2013-07-23 17:42:12

by Rakib Mullick

[permalink] [raw]
Subject: [PATCH v2] sched: update_top_cache_domain only at the times of building sched domain.

Currently, update_top_cache_domain() is called whenever schedule domain is built or destroyed. But, the following
callpath shows that they're at the same callpath and can be avoided update_top_cache_domain() while destroying schedule
domain and update only at the times of building schedule domains.

partition_sched_domains()
detach_destroy_domain()
cpu_attach_domain()
update_top_cache_domain()
build_sched_domains()
cpu_attach_domain()
update_top_cache_domain()

Changes since v1: use sd to determine when to skip, courtesy PeterZ

Signed-off-by: Rakib Mullick <[email protected]>
---

diff --git a/kernel/sched/core.c b/kernel/sched/core.c
index b7c32cb..387fb66 100644
--- a/kernel/sched/core.c
+++ b/kernel/sched/core.c
@@ -5138,7 +5138,8 @@ cpu_attach_domain(struct sched_domain *sd, struct root_domain *rd, int cpu)
rcu_assign_pointer(rq->sd, sd);
destroy_sched_domains(tmp, cpu);

- update_top_cache_domain(cpu);
+ if (sd)
+ update_top_cache_domain(cpu);
}

/* cpus with isolated domains */



2013-07-24 03:26:43

by Michael wang

[permalink] [raw]
Subject: Re: [PATCH v2] sched: update_top_cache_domain only at the times of building sched domain.

Hi, Rakib

On 07/24/2013 01:42 AM, Rakib Mullick wrote:
> Currently, update_top_cache_domain() is called whenever schedule domain is built or destroyed. But, the following
> callpath shows that they're at the same callpath and can be avoided update_top_cache_domain() while destroying schedule
> domain and update only at the times of building schedule domains.
>
> partition_sched_domains()
> detach_destroy_domain()
> cpu_attach_domain()
> update_top_cache_domain()

IMHO, cpu_attach_domain() and update_top_cache_domain() should be
paired, below patch will open a window which 'rq->sd == NULL' while
'sd_llc != NULL', isn't it?

I don't think we have the promise that before we rebuild the stuff
correctly, no one will utilize 'sd_llc'...

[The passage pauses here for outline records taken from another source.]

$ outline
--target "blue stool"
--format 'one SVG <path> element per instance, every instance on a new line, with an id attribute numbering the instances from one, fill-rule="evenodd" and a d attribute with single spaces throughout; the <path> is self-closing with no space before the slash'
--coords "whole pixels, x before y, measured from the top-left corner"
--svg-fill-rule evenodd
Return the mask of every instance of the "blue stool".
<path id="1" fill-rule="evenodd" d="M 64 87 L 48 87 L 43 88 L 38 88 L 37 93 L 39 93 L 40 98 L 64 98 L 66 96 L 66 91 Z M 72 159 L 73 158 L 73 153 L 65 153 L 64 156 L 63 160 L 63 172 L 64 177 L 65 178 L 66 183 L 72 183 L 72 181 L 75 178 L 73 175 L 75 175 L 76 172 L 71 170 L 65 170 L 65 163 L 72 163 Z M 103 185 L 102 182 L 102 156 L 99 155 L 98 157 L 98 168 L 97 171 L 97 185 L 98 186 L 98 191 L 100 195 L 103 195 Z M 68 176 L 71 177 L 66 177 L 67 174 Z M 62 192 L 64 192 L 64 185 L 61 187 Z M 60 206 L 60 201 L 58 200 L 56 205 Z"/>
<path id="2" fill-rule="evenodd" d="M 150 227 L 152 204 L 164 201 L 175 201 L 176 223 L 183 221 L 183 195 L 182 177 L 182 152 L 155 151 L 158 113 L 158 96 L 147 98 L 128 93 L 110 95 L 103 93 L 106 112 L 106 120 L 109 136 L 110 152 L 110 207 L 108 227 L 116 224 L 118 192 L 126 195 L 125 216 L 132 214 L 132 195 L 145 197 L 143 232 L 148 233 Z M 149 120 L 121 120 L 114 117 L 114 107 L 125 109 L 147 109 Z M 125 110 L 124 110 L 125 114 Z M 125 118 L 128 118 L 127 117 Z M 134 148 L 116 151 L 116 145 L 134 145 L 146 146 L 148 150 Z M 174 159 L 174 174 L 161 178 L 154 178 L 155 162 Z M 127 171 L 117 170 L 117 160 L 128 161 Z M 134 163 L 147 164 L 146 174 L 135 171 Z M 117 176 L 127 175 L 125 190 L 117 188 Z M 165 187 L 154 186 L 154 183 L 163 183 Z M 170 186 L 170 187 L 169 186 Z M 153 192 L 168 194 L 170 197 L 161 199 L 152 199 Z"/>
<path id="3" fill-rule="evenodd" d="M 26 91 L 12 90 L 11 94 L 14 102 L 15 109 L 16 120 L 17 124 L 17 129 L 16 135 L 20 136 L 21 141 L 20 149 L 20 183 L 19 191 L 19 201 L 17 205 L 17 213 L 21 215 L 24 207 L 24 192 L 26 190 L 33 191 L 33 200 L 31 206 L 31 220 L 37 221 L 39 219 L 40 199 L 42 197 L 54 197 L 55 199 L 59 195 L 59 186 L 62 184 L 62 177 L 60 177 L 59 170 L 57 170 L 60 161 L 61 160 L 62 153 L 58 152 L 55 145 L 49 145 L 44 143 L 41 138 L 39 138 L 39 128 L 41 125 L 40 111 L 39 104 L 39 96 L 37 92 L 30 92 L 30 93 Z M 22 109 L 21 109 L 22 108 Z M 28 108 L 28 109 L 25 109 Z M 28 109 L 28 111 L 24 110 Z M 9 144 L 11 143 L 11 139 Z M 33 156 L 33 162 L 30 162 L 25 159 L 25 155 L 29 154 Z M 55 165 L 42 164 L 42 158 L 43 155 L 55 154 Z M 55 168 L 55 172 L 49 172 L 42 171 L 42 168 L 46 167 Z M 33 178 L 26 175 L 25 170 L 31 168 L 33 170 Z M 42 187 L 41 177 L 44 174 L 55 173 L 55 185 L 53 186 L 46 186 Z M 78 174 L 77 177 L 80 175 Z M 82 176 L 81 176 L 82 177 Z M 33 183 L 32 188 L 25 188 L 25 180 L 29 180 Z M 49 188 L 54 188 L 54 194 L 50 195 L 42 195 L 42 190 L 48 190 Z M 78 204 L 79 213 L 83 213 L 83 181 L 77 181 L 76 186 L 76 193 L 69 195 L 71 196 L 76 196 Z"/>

Further more, what will happen if the old sd was freed after next rcu
work cycle while 'sd_llc' still hold the reference for some victims?

Thus I do suggest we leave the things untouched since the benefit we get
is too less, not worth the risk...

Regards,
Michael Wang

> build_sched_domains()
> cpu_attach_domain()
> update_top_cache_domain()
>
> Changes since v1: use sd to determine when to skip, courtesy PeterZ
>
> Signed-off-by: Rakib Mullick <[email protected]>
> ---
>
> diff --git a/kernel/sched/core.c b/kernel/sched/core.c
> index b7c32cb..387fb66 100644
> --- a/kernel/sched/core.c
> +++ b/kernel/sched/core.c
> @@ -5138,7 +5138,8 @@ cpu_attach_domain(struct sched_domain *sd, struct root_domain *rd, int cpu)
> rcu_assign_pointer(rq->sd, sd);
> destroy_sched_domains(tmp, cpu);
>
> - update_top_cache_domain(cpu);
> + if (sd)
> + update_top_cache_domain(cpu);
> }
>
> /* cpus with isolated domains */
>
>
>
> --
> To unsubscribe from this list: send the line "unsubscribe linux-kernel" in
> the body of a message to [email protected]
> More majordomo info at http://vger.kernel.org/majordomo-info.html
> Please read the FAQ at http://www.tux.org/lkml/
>

2013-07-24 08:01:37

by Rakib Mullick

[permalink] [raw]
Subject: Re: [PATCH v2] sched: update_top_cache_domain only at the times of building sched domain.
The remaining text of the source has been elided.